Omitting heparin prophylaxis in first 24 ICU hours associated with higher mortality (CHEST)
As you know, the risk for DVT and PE in the ICU are high. How high? Depends on how you count them.
Asymptomatic, ultrasound-surveillance-detected DVTs have an incidence of 5-10% during the ICU stay (from the PROTECT trial and a 2005 series), even when patients receive proper thromboprophylaxis. The incidence is even higher (up to 80%) in trauma and burn patients.
But, you might say, asymptomatic DVTs are a different, understudied entity that may not carry the historical risks of clinically detected DVT (many asymptomatic DVTs regress spontaneously, and the subsequent PE risk is not well known. Many orthopedists feel strongly about this).
What about clinically significant PEs? They probably occur in ~1-2% of ICU patients who get appropriate thromboprophylaxis (also from PROTECT). I'm not aware if anyone knows the incidence of asymptomatic PEs, or what they might mean clinically (although there is evidence that some small PEs might be harmless and overdiagnosed generally).

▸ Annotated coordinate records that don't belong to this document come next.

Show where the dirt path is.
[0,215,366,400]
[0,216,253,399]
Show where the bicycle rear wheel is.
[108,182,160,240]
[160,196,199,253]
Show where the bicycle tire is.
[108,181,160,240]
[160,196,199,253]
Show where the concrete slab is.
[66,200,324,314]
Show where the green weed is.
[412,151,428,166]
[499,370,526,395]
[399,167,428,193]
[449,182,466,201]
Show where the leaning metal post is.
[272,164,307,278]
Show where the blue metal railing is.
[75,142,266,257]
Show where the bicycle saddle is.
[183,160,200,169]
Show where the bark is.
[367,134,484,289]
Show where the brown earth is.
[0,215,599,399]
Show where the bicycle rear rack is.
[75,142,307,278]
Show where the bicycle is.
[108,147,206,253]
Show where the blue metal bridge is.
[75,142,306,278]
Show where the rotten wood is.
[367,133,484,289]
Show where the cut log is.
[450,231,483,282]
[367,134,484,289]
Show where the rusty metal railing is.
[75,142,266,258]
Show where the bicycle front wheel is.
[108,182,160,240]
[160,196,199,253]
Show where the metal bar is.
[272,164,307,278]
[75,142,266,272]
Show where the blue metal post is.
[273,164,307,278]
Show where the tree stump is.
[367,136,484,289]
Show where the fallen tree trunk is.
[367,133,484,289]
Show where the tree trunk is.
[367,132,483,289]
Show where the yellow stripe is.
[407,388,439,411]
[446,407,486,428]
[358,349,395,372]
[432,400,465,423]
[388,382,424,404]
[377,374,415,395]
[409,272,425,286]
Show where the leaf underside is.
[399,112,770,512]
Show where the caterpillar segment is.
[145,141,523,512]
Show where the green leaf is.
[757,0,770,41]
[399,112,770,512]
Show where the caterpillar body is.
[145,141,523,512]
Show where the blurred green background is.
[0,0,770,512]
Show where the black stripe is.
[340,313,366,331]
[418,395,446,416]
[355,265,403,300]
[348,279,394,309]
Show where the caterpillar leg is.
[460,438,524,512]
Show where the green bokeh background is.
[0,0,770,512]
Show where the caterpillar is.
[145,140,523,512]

The American College of Physicians recently contradicted the Joint Commission's edict that all hospitalized patients should receive thromboprophylaxis, based on compelling data showing excess harm from bleeding in low-risk patients. However, the data above should be fairly convincing that most critically ill patients are at significantly elevated risk for DVT/PE, and should receive thromboprophylaxis if there's no contraindication. Kwok Ho (of Australia's Royal Perth Hospital), Shaila Chavan and David Pilcher asked: What happens if critically ill patients don't get that thromboprophylaxis in the first 24 hours? They analyzed the ANZICS CORE database's records of 175,000 patients in 134 ICUs in Australia/New Zealand 2006-2010. About half of these were surgical admissions, most of those elective; no single ICU diagnosis dominated (~8% had septic shock, for example). The database has standard fields for thromboprophylaxis in the first 24 hours: "Yes," "No," "Contraindicated," or "Not Indicated." It's unclear to me after reading it how this was entered (did investigators read the charts and code it themselves, doubtful on 175,000 records, or did a data entry person or the treating physician do it during/after the hospitalization?) Results:
16% of patients had thromboprophylaxis omitted during the first 24 hours in the ICU, without any good reason. This was higher in rural (21%) and private (26%) hospitals.

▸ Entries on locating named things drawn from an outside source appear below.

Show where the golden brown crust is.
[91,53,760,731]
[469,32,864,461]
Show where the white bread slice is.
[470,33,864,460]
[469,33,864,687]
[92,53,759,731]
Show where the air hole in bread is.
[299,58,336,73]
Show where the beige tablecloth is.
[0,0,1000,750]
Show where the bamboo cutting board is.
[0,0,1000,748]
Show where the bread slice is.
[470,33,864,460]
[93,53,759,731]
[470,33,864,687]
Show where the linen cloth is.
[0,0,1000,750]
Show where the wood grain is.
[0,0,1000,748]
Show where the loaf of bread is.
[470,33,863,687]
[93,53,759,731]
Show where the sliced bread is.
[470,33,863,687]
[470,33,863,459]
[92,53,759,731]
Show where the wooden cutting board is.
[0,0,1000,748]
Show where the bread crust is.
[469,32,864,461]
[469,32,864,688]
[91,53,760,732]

Those who had prophylaxis omitted had higher ICU mortality (7.6% vs. 6.3%) and hospital mortality (11.2% vs. 10.6%). After adjusting for confounders & covariates, the odds ratio of death remained high at 1.22 in the no-prophylaxis group.
No data on the rates of DVT and PE among either group, and no mention of why, which is interesting to me since I would think this database would have that in it (it had abundant other data on diagnoses which they analyzed).
What could explain this? They suggest:
The lack of prophylaxis led to preventable death from PEs.
Omission of prophylaxis was a surrogate for lower quality of care generally, which led to excess deaths.
The patients with prophylaxis omitted were sicker -- but their APACHE scores were actually lower than those who got prophylaxis, so this seems less likely.
I would also suggest, data entry error by the private and rural hospitals, who could have provided proper prophylaxis and good care, but not documented it properly (either the provision of prophylaxis or the presence of contraindications), due to lower resources and less vested interest in academic studies. (I can't tell from the manuscript how likely this was.)
Clinical Takeaway: Pulmonary embolism remains a major preventable cause of death in hospitals. DVT and PE occur at high rates in critically ill patients, even when appropriate thromboprophylaxis is given. Previous studies have shown that omitting VTE prophylaxis for only 1-3 days significantly increases DVT risk in orthopedic/trauma patients. This very large observational study in a mixed medical-surgical population of critically ill patients suggests that omitting thromboprophylaxis for 24 hours in those without a contraindication may increase the risk for in-hospital death. This provides one more argument for checklists and care standardization measures, on this important clinical issue at least.
Ho K et al. Omission of Early Thromboprophylaxis and Mortality in Critically Ill Patients. A Multicenter Registry Study. CHEST 2011;140:1436-1446.